Enzo Vizzari e Niko Romito

Attualizzare le ricette regionali

Ed è pure tempo di liberarsi alla memoria, per Niko. “Bisogna rispettare le tradizioni, per carità. Ma anche attualizzare ogni ricetta regionale per renderla più leggera, buona e gustosa. Quando dicono che i cannelloni della nonna erano i migliori di ogni tempo, io penso sempre che se li proponessi in quel momento nello stesso modo non li mangerebbe nessuno. Sia chiaro, non voglio stravolgere il piatto storico ma non è intelligente servirlo nello stesso modo: abbiamo tecniche ed esperienza per realizzarlo meglio”. Poi tanto spazio a Spazio, il progetto di scuola che inserisce i suoi allievi (“colti più della media, ho un 40% di laureati che si rimettono in gioco” spiega) direttamente nelle cucine del vecchio Reale, di Eataly a Roma e in estate al relais di Capofaro. E in futuro chissà. “Studio e ricerca contano per l’80% nella formazione di un cuoco, il resto è talento che va guidato, all’interno di regole, per non rovinarlo. Detto questo, la tivù se da un lato ha generato mostri, dall’altro ha permesso di far capire il nostro lavoro e di creare attenzione incredibile, a tutti i livelli”.

Giovani chef più colti e coesi

Palazzo Parigi? Doveva debuttare sulla piazza milanese e invece niente. “Non abbiamo trovato la quadra, ma ho creato un bel rapporto. A me Milano interessa sempre, eccome. Forse più per un altro Spazio che per una mia presenza.
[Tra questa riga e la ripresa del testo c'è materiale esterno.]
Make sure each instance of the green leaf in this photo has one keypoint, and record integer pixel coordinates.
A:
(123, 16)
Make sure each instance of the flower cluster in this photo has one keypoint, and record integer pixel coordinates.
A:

Già se non avessi mia sorella Cristiana perennemente a lavorare a Castel di Sangro, non potrei essere qui oggi…” Applausi a scena aperta, prima di celebrare degnamente Niko con un pranzo all’Enoteca dove lo chef-patron Davide Palluda aveva “chiamato” quattro bravi colleghi e amici quali Maurilio Garola, Guido Alciati, Massimo Corso e Maurizio Dellaferrera per offrire un trionfo di piemontesità, bagnato dai vini bianchi e rossi del “giovane” Consorzio di Tutela del Roero. Piatti (eccellenti) di cucina regionale attualizzata – come piace a Romito – anche se gustando la versione 2015 dell’uovo in pasta di Nino Bergese con tartufo bianco viene da pensare che in qualche caso quella l’avanguardia è talmente “avanti (è un piatto creato una cinquantina di anni fa) che necessita davvero di un ritocco minimo.